To gain more insight into the difference in cell streaming of F-Y/Y cells and F-Y/A cells, we performed needle assays on cells that had been exogenously pulsed with cAMP for 5 h. This allowed us not only to synchronize the cells at the chemotactic-competent stage, but also to visualize the migration of the cells in real time. We found (Fig. 7 and supplemental Movie 2, A–C) that F-Y/Y cells formed streams similar, but not identical, to the streams formed by WT cells (Fig. 7, middle row). In contrast, and as we had observed with the self-streaming assay, F-Y/A cells exhibited severe streaming defects migrating mainly as individual cells to the point source of cAMP where they accumulated (Fig. 7, middle row). At higher magnification (Fig. 7, bottom row), we observed that the Y/A cells were generally rounder than the highly polarized WT cells and Y/Y cells. Although F-Y/A cells were unable to form streams, chemotaxis of individual F-Y/A cells was very similar to chemotaxis of individual WT cells and F-Y/Y cells (Table 2).
In a variation of the self-streaming assay, we mixed chemotactic competent WT cells and F-Y/A cells, plated them on chambered coverslips, allowed them to aggregate for 30 min, and then fixed the cells and stained them with anti-actin and anti-FLAG antibodies. As we had observed previously, WT cells alone formed robust streams, whereas F-Y/A cells formed heterogeneous aggregates with no detectable streams (Fig. 8). A mixture of 70% WT cells and 30% F-Y/A cells formed less robust streams than 100% WT cells, and the streams consisted almost exclusively of WT cells with the F-Y/A cells in the surrounding periphery (Fig. 8).
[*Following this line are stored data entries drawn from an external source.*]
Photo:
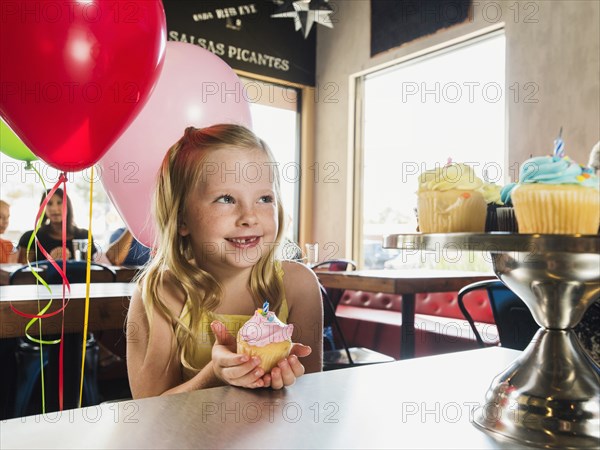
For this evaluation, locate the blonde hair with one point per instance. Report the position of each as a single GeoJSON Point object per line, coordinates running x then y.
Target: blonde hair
{"type": "Point", "coordinates": [181, 170]}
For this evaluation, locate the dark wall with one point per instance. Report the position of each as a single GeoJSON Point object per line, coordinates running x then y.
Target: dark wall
{"type": "Point", "coordinates": [395, 22]}
{"type": "Point", "coordinates": [244, 35]}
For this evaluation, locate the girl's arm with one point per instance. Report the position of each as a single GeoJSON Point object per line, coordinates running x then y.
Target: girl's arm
{"type": "Point", "coordinates": [153, 364]}
{"type": "Point", "coordinates": [306, 313]}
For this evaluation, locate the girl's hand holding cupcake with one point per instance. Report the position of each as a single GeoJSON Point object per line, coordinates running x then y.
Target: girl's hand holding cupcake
{"type": "Point", "coordinates": [245, 371]}
{"type": "Point", "coordinates": [233, 368]}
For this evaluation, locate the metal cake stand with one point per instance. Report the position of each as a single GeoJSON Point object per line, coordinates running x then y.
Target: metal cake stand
{"type": "Point", "coordinates": [550, 395]}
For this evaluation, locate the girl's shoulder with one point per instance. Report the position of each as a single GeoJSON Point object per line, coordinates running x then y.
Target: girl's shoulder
{"type": "Point", "coordinates": [168, 289]}
{"type": "Point", "coordinates": [295, 273]}
{"type": "Point", "coordinates": [25, 238]}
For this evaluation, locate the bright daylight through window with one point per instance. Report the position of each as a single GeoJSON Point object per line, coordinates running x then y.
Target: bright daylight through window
{"type": "Point", "coordinates": [419, 114]}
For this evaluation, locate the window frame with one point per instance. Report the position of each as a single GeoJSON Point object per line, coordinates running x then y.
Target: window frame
{"type": "Point", "coordinates": [354, 219]}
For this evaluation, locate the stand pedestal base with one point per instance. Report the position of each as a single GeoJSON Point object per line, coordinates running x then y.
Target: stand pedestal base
{"type": "Point", "coordinates": [548, 397]}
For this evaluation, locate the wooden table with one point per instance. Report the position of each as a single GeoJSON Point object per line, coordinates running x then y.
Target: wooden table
{"type": "Point", "coordinates": [108, 307]}
{"type": "Point", "coordinates": [418, 403]}
{"type": "Point", "coordinates": [407, 283]}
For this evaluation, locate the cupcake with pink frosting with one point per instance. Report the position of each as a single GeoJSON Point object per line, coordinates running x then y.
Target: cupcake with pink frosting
{"type": "Point", "coordinates": [265, 336]}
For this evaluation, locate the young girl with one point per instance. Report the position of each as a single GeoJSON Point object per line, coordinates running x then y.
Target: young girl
{"type": "Point", "coordinates": [219, 223]}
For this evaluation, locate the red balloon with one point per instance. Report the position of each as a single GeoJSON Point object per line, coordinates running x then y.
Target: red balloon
{"type": "Point", "coordinates": [74, 75]}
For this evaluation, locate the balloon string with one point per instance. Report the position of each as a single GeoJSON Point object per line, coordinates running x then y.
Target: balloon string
{"type": "Point", "coordinates": [41, 311]}
{"type": "Point", "coordinates": [87, 288]}
{"type": "Point", "coordinates": [66, 285]}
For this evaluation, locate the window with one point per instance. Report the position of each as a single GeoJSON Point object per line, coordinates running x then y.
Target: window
{"type": "Point", "coordinates": [418, 114]}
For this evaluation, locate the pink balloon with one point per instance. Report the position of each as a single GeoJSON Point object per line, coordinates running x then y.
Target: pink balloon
{"type": "Point", "coordinates": [195, 88]}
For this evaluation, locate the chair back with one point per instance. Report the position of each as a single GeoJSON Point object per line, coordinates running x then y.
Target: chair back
{"type": "Point", "coordinates": [75, 273]}
{"type": "Point", "coordinates": [333, 295]}
{"type": "Point", "coordinates": [516, 326]}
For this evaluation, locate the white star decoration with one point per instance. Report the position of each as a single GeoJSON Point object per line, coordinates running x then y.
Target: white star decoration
{"type": "Point", "coordinates": [305, 13]}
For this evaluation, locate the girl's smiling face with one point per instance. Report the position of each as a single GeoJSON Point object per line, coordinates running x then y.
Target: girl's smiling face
{"type": "Point", "coordinates": [230, 215]}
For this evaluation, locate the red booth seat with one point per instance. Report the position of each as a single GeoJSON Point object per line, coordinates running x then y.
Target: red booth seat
{"type": "Point", "coordinates": [374, 319]}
Similarly, a mixture of 50% WT cells and 50% F-Y/A cells formed broken streams that coalesced into a mound consisting predominantly of WT cells (Fig. 8).
We reasoned that F-Y/A cells behaved like aca− cells, which can readily detect cAMP and chemotax individually but cannot secrete cAMP to relay the signal to neighboring cells (25). This would explain the absence of streams in the self-streaming and needle assays with F-Y/A cells (Figs. 6 and and7),7), and the relative absence of F-Y/A cells in the fragmented streams formed by mixtures of WT cells and F-Y/A cells (Fig. 8). In the latter experiments, streams initiated by WT cells would be terminated when joined by F-Y/A cells if the latter could not secrete sufficient cAMP to attract neighboring cells.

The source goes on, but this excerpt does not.